Due flaconcini possono avere prezzi molto diversi e costare comunque lo stesso all'uso — oppure quello che sembra più economico può rivelarsi in silenzio la scelta più costosa. Il numero che risolve la questione è il costo per dose: il prezzo di una singola quantità misurata di peptide, ricavato da tre cifre che il venditore già ti fornisce. Questo articolo mostra come derivare quel numero dal prezzo del flaconcino, dai milligrammi (mg) contenuti nel flaconcino e dalla tua quantità target, così da allineare i venditori su basi omogenee. È una guida solo di prezzo e aritmetica, non una raccomandazione ad assumere, acquistare o utilizzare alcun peptide.

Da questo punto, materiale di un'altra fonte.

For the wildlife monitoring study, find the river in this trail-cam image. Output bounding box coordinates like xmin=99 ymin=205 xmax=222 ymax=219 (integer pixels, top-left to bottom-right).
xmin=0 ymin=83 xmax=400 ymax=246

Perché il prezzo di listino inganna
Il prezzo stampato accanto a un flaconcino è il costo dell'intero flaconcino, non il costo di un singolo utilizzo. I flaconcini differiscono per quanto peptide contengono — una dimensione del flaconcino è la massa di peptide liofilizzato (essiccato per congelamento) all'interno, indicata in mg. Un flaconcino più grande di solito costa di più in termini assoluti ma può costare meno per mg, perché le spese fisse di un flaconcino, del suo tappo e della spedizione si distribuiscono su più materiale. Confrontare solo i prezzi di listino ti dice quale flaconcino è più economico da comprare, non quale è più economico da usare. Per confrontare i venditori in modo equo devi normalizzare tutto verso un'unica unità condivisa, e l'unità condivisa più pulita è il costo di una singola quantità target.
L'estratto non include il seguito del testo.